E' da notare che se a seguito dell'ordinanza (che visti i presupposti credo sia assolutamente fuori luogo), la provincia a anche dato addito alla procedura per l'acquisizione della segnaletica, che a seguito dell'accoglimento di un eventuale ricorso dovrebbe essere ripristinata ed eventualmente integrata, il promotore di tale atto, può essere passibile di un rilievo da parte della Corte dei Conti, che gli chiederà i danni per le spsese inutili.
Non è necesario contattare qualche associazione consumatori, il ricorso lo puoi fare anche tu, ti consigliavo invece di coinvolgere, se hai modo di interloquire in modo priivilegiato con qualcuna di esse, qualche associazione di categoria, tipo artigiani, autotrasportatori, ecc in quanto la presa di poszione e il ricorso presentato da una di esse sarà sicuramente di maggior rilievo mediatico rispetto ad un ricorso proposto da Pinco Pallino.

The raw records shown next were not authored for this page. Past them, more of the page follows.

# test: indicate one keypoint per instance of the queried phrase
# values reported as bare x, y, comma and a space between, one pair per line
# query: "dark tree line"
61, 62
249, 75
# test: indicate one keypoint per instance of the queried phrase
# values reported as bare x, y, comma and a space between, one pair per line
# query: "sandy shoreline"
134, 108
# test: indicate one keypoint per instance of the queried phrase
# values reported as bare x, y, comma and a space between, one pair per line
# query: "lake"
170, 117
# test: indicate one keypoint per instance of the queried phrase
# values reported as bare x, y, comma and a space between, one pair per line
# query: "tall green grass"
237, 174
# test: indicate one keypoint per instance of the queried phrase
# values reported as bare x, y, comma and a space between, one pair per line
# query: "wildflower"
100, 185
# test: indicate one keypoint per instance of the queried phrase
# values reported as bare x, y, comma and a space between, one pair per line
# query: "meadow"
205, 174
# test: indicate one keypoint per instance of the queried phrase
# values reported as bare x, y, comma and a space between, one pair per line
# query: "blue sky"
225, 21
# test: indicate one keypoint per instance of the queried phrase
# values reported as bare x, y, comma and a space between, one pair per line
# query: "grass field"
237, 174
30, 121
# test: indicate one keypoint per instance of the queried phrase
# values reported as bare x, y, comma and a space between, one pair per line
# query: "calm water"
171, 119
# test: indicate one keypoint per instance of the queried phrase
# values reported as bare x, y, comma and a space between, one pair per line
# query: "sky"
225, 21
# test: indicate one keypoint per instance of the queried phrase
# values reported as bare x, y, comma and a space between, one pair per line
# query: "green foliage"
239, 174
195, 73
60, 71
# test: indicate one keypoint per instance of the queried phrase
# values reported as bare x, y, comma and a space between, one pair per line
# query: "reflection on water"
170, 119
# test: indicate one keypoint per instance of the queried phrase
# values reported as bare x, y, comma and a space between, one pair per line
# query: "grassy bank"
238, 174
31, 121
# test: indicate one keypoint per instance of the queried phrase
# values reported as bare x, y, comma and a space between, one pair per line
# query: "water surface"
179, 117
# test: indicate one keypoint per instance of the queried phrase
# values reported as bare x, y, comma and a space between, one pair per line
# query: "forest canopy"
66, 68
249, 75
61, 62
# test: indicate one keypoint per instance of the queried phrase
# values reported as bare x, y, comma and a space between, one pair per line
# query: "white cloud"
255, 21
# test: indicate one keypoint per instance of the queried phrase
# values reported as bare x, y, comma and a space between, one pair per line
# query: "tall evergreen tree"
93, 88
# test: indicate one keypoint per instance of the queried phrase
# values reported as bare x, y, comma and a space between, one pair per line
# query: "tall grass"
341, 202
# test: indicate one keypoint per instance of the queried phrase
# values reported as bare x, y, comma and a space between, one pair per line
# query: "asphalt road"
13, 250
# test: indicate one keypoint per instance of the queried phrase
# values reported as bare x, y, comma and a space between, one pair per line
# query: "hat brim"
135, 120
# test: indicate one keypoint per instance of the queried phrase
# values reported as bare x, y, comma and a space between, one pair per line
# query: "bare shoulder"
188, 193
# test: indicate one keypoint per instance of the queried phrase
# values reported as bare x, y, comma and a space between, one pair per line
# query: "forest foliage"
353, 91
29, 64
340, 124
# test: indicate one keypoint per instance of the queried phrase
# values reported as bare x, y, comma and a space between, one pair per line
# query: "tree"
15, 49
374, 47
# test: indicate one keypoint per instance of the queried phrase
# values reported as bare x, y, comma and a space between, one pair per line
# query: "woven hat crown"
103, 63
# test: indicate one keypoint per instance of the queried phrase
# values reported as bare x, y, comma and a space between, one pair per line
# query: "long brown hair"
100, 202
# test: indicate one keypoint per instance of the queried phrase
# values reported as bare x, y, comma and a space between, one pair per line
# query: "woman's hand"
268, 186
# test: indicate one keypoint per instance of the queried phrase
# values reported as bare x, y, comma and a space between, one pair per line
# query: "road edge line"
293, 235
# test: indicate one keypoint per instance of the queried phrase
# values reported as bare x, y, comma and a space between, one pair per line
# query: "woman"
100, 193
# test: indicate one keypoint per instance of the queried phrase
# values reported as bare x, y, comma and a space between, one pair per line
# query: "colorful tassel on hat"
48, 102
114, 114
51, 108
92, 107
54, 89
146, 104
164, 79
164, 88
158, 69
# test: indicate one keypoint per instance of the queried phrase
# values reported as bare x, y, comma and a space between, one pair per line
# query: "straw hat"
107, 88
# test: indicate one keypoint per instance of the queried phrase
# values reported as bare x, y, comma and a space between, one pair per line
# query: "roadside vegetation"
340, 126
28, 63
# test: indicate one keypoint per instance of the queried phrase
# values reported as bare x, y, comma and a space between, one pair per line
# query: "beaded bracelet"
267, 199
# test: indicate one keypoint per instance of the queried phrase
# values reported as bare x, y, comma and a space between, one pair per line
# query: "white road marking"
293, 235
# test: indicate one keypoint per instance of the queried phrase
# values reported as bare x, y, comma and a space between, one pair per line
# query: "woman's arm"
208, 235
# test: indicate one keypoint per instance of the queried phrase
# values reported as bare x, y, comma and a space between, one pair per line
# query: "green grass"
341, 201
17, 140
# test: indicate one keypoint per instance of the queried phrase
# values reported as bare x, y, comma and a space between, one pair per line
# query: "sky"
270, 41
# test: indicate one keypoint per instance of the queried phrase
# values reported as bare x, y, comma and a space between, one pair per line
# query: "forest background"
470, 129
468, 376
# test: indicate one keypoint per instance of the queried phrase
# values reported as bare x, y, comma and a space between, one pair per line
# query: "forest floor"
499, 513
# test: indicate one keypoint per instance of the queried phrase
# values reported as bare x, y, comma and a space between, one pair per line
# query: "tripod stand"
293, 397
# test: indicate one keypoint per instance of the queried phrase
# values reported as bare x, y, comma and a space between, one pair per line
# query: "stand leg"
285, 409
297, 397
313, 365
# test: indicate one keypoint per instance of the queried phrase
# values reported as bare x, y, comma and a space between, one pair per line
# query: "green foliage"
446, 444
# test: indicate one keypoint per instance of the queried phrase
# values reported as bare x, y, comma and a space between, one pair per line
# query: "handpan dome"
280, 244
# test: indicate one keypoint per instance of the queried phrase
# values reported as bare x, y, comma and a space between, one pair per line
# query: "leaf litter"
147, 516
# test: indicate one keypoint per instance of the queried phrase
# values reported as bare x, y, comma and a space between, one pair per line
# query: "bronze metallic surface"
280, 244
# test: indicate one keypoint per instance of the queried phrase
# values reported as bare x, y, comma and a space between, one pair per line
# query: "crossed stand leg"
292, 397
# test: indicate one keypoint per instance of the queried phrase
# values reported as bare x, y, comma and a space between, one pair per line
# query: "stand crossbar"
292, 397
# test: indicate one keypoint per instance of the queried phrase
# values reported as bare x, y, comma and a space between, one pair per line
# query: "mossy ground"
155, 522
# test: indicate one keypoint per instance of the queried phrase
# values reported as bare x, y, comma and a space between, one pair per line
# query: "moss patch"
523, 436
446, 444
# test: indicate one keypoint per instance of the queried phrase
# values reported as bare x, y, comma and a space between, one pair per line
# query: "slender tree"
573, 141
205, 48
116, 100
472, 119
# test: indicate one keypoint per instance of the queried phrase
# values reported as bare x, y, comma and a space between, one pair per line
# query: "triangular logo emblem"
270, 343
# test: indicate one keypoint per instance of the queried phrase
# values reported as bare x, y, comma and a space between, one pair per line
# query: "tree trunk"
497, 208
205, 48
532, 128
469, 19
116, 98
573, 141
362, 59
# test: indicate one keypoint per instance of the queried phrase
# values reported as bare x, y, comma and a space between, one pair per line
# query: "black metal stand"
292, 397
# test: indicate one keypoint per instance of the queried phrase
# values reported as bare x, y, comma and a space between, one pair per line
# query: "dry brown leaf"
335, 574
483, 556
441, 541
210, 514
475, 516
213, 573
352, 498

Se riesci a trovare copia dell'ordinanza girami il link che provo a dargli un'occhiata.
Lucantropo ha scritto:
La cosa indecente poi è l'altra, quella nuovissima.. praticamente nella sostanza identica (IDENTICA!!) ad un'autostrada a 2 corsie (Come potrebbe essere la A9, la A14, la A4 VE-TS, etc etc...) dove DOVREBBE esserci il limite di 110 e invece è di 70.. neanche 90, no, 70!!!
A 70 il mio cambio automatico del cacchio non mi tiene nemmeno la 5^..

Vabbè che l'unione europea ha imposto come obiettivo la riduzione degli ncidenti mortalii ed effettivamente negli ultimi anni si sono avute positive risposte in tal senso, però le strade, vengono progettate tenuto conto di una precisa
velocità di progetto, alla quale, in base alle norme in vigore, si rifanno tutte le componenti geometriche della strada.
Anche qui, non è che uno possa stabilire dei limiti arbitrariamente. E anche qui, se la strada è da 110 chi la gestisce deve giustificare il suo utilizzo a 70, non lo può stabilire arbitrariamente, e anche qui, il ministero può e se del caso deve intervenire.
Anche qui mi vien da pensarla in modo politico, ma anche in modo economico.
Ad esempio, non è che quella strada li, sia per certi versi, alternativa e possa fare concorrenza all'autostrada?
Oppure, non è che quella strada li, con quel limite li, sia funzionale alla costruzione di una nuova autostrada?
Oppure che non sia per lo stesso motovo della tangenziale?
Cmq, n questo caso credo che il ricorso è più complicato in quanto richiede l'accesso a atti, ricerche storiche ecc percui la vedo più una cosa che possa esere promossa da un associazione di consumatori.
Nota bene che anni addietro, il limite della velocità della superstrada fra Peschiera ed Affi era stato portato a 90 mentre ora (in sordina) è ritornato (giustamente) a 110.
Mi pare che nel frattempo siano stati posati dei nuovi guard rails, e forse era per quello, che era stata fatta l'operazione di diminuzione della velocità, vale a dire che in seguito all'entrata in vigore di una nuova normativa sulle barriere stradali, il limite era stato riminuito in attesa dell'adeguamento.
Certo che da 110 a 70 è certamente eccessivo.
Un po' come nel raccordo autostradale di Villesse!